Has Getting a Good Night’s Sleep Become Your Boss?

Have you ever had a very demanding boss— someone that you end up organizing your entire life and thinking to satisfy them? You are left powerless and constantly thinking about that boss.

We see a similar situation in people with chronic insomnia. Sleep becomes their constant preoccupation. The more they think about it and try to satisfy it, the worse it gets.

How Do You Know That Insomnia Is Taking Over Your Life?
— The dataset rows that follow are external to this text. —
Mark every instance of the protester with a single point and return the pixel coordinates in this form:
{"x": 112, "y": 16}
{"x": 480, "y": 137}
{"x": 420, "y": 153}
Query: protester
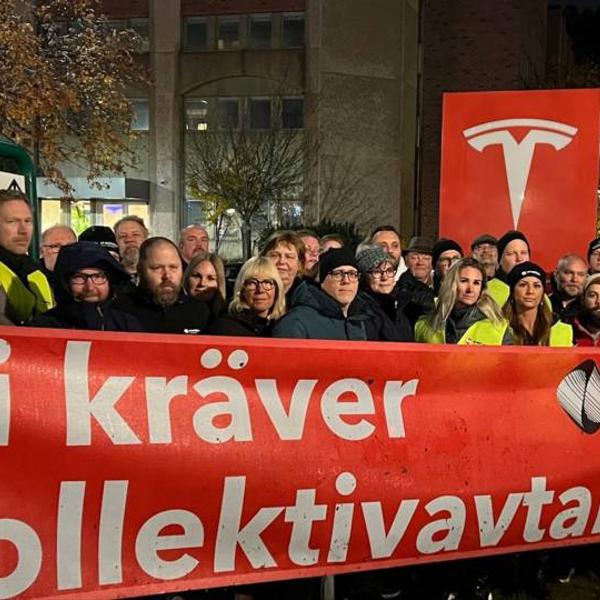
{"x": 53, "y": 239}
{"x": 193, "y": 239}
{"x": 158, "y": 301}
{"x": 28, "y": 292}
{"x": 594, "y": 256}
{"x": 286, "y": 251}
{"x": 204, "y": 279}
{"x": 444, "y": 254}
{"x": 414, "y": 288}
{"x": 130, "y": 232}
{"x": 528, "y": 318}
{"x": 331, "y": 240}
{"x": 103, "y": 236}
{"x": 569, "y": 279}
{"x": 86, "y": 275}
{"x": 258, "y": 301}
{"x": 485, "y": 250}
{"x": 513, "y": 249}
{"x": 378, "y": 269}
{"x": 388, "y": 238}
{"x": 462, "y": 302}
{"x": 586, "y": 325}
{"x": 311, "y": 252}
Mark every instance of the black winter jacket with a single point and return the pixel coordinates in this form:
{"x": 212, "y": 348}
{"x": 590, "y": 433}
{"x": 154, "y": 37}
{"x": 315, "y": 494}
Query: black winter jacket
{"x": 245, "y": 324}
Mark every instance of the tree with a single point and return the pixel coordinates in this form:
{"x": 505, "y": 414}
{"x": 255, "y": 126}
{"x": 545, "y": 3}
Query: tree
{"x": 63, "y": 78}
{"x": 249, "y": 171}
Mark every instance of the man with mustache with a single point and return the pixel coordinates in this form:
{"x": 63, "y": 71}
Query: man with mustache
{"x": 158, "y": 301}
{"x": 27, "y": 290}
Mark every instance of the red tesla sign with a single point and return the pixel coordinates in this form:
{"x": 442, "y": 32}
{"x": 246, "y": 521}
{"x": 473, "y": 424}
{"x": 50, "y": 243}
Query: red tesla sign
{"x": 521, "y": 160}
  • You cancel social plans. You refuse social engagements because you are thinking about getting sleep. Your world ends up shrinking down to your bedroom, and you become desperately unhappy, depressed, lonely, and still not sleeping.
  • You cut back on needed exercise. One patient stated that he stayed in bed to get a few more winks instead of getting up for the regular morning workout.  This choice threw his circadian clock off for the whole day, leaving him feeling sluggish and still struggling with sleep at night.
  • You enforce elaborate rituals. This person created expansive rituals, such that she’d start by late afternoon; baths, essential oils, forced meditation and relaxation, eliminating screen time, eye masks, ear plugs, etc. Her rituals reinforced the belief that she had to make sleep happen and put her out of touch with her body’s natural sleep systems.
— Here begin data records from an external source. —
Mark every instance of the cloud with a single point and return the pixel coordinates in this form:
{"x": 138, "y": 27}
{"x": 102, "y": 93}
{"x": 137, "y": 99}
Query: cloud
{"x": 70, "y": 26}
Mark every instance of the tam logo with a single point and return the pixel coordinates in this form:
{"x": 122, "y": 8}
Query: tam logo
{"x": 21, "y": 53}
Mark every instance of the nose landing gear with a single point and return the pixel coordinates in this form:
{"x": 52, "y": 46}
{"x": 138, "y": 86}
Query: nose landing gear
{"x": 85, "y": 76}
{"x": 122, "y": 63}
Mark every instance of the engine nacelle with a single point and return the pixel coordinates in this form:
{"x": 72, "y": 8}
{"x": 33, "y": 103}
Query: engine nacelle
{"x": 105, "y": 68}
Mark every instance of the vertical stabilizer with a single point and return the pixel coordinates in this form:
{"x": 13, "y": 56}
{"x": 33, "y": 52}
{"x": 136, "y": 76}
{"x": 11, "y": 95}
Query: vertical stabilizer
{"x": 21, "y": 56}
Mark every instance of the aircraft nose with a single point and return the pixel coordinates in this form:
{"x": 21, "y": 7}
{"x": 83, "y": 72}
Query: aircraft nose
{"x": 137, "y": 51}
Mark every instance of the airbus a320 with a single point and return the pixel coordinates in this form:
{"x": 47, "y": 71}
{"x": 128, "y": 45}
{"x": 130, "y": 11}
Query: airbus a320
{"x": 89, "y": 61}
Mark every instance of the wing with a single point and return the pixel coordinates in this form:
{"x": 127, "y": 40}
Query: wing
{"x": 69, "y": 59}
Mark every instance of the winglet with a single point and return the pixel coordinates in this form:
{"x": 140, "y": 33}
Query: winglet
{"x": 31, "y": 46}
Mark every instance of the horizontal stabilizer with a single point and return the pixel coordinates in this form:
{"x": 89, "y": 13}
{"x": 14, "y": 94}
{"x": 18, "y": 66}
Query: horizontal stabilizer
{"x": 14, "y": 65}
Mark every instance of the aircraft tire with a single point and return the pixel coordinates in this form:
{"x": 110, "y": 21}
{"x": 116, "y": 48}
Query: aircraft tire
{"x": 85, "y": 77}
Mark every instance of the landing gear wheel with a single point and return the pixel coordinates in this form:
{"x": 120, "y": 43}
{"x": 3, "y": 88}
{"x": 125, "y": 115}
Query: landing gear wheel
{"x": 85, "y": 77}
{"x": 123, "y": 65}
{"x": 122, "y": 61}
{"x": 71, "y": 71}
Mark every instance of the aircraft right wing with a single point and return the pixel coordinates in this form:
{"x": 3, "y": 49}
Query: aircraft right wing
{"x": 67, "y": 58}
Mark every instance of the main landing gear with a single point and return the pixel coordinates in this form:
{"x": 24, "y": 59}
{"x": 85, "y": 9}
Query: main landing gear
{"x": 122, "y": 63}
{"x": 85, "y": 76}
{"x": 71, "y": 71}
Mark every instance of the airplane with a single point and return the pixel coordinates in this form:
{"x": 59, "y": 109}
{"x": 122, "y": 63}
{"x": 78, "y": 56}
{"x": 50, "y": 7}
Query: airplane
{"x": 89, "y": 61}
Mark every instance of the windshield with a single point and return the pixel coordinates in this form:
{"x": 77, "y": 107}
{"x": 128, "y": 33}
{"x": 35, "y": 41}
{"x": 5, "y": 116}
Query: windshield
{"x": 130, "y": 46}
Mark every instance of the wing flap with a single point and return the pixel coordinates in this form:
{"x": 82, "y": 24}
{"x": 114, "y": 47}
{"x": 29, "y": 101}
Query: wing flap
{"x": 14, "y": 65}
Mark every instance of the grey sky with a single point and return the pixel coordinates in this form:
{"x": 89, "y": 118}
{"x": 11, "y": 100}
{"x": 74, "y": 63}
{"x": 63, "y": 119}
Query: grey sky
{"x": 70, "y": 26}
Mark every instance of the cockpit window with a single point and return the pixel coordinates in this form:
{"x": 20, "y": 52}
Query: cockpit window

Here’s How to Remedy Your Sleep Obsession:

  • Organize your life around what makes you feel good, not insomnia.
  • Stop trying to please the insomnia boss and start pleasing yourself again. Engage with everything else in your life that reminds you that you’re much more than a person with insomnia.
  • When you don’t revolve your life around “getting enough sleep,” you will sleep better. Keep your social plans and your exercise routines. In doing so, you activate the reward circuits in your brain and create the emotional atmosphere in your body that welcomes sleep.

Accentuate the Positive

Another way you can activate your brain’s reward system is the practice of “savoring the good.” We humans evolved with a “negative cognitive bias;” that is, we tend to focus on the negative events and ignore the positive. We have to intentionally focus on the good stuff in our lives, just to neutralize the negative bias. When you have a good experience, pause, notice that you’re having it, observe what feeling good feels like, and savor it. In this way, you rewire your brain for balance.

Stop Trying

Don’t reinforce a belief that you have to make sleep happen. When we get our negative thoughts about insomnia out of the way, sleep is naturally effortless. Instead of worrying about trying to sleep, focus on creating conditions that foster sleep – getting sunlight, movement, activity, engaging with your friends, going to social engagements. These are the things that truly build a strong sleep drive that will give you effortless sleep.